Another type of corporate ultimatum that is emerging comes from the giant health insurance companies, with their HMOs, and the hospital chains. Spreading their aura of inevitability by managed care (really often curtailed care), they have intimidated physician practices, community hospitals and even non-profit giants like Kaiser and some Blue-Cross firms in throwing in the towel.

“You can’t compete with us” is the message of the capital-rich insurance and hospital giants. “Surrender or sell out.” Many are doing just that only to find out that as physicians they are now hired hands, stripped of both their professionalism and their independence of judgment by managerial clerks who never see the patients whose care they are restricting and degrading.

The Justice Department’s antitrust division sits idly by watching these HMOs and their super-enriched bosses concentrate the health care industry with a bureaucratic corporatization unmatched anywhere.

What goes unnoticed is how our democracy is being dismantled by these corporate giants and their ultimatums. Both in their private power advantage over consumers and through their money influence over politicians, the law is being corporatized or turned into an instrument of oppression. You may not even know that your HMO or employer-based health insurance requires you to give up your legal rights and agree to compulsory arbitration in case you are abused or cheated and seek justice.

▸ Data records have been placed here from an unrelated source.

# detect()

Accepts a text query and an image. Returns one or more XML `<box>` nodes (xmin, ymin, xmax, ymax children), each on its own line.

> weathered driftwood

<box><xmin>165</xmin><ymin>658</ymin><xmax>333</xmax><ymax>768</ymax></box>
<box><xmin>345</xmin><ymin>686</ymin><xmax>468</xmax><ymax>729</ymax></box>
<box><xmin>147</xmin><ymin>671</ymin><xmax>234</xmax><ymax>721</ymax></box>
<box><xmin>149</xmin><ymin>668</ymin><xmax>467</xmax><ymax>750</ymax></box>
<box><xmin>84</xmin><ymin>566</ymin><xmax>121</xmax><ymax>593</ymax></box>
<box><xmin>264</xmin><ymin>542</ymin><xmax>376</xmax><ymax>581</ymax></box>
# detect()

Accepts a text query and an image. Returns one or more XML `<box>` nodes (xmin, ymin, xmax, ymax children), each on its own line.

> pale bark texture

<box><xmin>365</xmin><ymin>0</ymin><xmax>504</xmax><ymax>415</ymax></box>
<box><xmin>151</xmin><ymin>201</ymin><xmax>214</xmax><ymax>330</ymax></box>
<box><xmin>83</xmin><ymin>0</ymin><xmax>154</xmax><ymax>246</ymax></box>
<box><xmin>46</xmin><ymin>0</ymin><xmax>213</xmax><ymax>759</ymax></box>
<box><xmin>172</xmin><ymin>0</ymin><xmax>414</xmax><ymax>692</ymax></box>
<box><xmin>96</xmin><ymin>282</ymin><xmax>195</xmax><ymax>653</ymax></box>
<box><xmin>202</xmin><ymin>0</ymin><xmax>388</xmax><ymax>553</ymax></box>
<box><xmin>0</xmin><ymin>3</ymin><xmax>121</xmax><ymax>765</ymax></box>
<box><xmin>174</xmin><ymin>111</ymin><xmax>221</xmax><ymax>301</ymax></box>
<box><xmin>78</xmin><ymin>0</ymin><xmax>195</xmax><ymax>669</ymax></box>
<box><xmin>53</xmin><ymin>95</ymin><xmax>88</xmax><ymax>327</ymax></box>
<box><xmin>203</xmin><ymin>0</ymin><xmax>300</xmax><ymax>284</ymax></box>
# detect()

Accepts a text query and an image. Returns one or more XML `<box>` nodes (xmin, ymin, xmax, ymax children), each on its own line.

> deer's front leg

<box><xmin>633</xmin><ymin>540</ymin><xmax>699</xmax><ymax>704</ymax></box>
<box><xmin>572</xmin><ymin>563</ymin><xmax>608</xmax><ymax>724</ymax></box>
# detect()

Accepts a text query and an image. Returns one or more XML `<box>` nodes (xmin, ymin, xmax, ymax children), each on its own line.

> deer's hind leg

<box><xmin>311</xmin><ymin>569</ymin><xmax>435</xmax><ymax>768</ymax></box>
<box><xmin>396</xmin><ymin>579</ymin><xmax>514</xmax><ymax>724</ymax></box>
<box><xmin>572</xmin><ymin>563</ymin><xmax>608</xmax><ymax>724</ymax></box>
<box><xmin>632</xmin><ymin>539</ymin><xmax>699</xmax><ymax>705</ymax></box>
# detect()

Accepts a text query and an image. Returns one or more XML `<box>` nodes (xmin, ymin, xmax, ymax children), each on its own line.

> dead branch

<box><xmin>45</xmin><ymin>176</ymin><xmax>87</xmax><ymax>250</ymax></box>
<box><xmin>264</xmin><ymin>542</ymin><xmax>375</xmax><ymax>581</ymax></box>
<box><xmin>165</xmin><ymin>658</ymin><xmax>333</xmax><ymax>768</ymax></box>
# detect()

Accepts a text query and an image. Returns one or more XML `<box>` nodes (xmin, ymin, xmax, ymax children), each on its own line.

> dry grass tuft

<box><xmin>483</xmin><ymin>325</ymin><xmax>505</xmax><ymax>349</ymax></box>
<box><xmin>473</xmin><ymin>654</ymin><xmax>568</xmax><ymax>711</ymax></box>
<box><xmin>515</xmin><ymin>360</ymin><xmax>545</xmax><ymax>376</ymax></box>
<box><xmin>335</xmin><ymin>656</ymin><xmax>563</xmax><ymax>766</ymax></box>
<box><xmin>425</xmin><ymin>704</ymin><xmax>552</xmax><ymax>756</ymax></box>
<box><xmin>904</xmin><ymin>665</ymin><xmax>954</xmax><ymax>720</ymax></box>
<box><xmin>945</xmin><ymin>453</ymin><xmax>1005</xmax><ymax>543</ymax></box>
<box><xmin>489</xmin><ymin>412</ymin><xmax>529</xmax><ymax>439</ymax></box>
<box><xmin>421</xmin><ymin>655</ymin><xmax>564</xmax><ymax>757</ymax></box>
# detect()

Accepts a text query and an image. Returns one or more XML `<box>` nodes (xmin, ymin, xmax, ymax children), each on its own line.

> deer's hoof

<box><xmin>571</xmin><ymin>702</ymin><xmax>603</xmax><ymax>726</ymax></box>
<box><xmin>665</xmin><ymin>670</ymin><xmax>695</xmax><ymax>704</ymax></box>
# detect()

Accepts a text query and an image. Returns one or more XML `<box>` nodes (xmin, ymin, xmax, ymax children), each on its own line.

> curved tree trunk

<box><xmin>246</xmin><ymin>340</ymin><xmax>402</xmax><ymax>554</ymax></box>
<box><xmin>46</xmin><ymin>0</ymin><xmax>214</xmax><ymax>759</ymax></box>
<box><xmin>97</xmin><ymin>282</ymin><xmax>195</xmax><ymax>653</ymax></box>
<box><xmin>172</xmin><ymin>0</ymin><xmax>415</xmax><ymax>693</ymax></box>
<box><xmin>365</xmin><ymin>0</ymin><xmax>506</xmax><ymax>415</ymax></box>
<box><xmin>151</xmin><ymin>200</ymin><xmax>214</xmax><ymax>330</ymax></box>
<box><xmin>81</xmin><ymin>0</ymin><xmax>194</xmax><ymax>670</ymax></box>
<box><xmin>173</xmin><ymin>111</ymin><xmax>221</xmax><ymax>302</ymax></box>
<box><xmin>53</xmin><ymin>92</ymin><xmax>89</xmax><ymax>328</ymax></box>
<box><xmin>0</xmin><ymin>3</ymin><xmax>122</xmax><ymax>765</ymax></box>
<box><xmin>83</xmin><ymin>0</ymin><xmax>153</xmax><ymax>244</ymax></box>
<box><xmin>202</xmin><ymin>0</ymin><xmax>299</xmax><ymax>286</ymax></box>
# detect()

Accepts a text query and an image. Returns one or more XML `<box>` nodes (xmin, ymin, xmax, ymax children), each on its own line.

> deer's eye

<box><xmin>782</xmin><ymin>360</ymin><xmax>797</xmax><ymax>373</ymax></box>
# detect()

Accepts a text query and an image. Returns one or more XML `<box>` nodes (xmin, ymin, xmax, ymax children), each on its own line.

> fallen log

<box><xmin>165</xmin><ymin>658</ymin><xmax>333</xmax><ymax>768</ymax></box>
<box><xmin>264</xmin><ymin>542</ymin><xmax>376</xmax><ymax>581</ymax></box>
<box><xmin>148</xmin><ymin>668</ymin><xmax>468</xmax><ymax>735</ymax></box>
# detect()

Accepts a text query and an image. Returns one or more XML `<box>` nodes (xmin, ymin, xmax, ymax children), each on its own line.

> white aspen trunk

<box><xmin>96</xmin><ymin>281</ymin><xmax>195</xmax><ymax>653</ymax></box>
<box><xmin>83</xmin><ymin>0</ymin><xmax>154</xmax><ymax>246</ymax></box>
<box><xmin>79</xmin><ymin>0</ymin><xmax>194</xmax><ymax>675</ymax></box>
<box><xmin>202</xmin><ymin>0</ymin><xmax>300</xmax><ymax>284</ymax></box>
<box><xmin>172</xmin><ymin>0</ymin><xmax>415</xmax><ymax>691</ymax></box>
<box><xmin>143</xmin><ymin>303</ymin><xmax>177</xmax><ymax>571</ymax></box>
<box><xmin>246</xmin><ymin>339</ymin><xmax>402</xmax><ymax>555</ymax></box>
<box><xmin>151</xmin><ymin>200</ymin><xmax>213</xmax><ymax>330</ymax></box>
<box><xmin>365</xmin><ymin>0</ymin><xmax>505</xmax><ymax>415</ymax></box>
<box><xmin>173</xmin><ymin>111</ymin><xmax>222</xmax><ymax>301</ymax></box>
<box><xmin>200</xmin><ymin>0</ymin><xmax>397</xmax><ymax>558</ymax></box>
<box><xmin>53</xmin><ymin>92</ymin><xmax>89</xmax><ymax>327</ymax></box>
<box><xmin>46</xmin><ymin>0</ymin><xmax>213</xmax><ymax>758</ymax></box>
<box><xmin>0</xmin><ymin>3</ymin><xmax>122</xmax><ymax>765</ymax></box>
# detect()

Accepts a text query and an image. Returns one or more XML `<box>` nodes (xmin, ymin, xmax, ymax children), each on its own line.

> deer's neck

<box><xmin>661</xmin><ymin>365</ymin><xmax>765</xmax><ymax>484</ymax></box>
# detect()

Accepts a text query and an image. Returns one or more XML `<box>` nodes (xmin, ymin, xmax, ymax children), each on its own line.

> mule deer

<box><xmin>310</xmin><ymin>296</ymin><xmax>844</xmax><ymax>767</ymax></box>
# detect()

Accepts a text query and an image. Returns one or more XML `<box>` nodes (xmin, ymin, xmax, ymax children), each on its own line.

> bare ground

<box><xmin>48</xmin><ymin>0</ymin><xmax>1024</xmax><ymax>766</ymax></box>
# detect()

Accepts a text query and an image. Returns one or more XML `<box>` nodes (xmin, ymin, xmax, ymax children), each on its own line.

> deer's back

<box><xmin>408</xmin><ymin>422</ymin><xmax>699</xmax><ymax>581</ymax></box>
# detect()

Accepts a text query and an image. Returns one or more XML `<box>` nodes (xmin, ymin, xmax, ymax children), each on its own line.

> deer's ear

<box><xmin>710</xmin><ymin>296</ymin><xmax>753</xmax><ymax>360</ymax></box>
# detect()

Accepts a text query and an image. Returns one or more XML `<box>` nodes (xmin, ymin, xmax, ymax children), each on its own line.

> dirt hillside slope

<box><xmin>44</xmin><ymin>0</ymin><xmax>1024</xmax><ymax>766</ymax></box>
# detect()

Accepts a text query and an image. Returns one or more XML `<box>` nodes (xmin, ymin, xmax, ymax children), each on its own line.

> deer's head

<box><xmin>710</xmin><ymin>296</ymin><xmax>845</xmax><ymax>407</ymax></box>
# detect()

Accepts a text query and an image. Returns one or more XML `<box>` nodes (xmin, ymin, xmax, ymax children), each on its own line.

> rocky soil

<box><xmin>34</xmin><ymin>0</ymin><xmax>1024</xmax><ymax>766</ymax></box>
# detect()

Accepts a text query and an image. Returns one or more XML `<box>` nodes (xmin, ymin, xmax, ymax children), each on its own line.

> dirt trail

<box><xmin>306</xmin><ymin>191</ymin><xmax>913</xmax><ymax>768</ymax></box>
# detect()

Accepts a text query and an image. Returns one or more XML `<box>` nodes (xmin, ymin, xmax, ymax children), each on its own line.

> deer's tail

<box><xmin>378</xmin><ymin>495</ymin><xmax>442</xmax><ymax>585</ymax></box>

The now right-wing Brookings Institution, a Washington-based research group, is issuing a study by Pietro S. Nivola, called “Comparative Disadvantages? Domestic Social Regulation and the Global Economy.” Displaying a monetized mind, Nivola criticizes our country’s pollution control laws, our protections accorded injured people, our energy efficiency laws and even our community reinvestment laws to reduce banks redlining in lower income neighborhoods as impediments to global trade. Get the drift of the new despotism.

What’s next — get rid of America’s child labor laws so that companies here can compete with the child labor factory dungeons of India or Bangladesh. Big corporations are on a collision course with American democracy and more people are coming to that realization everyday.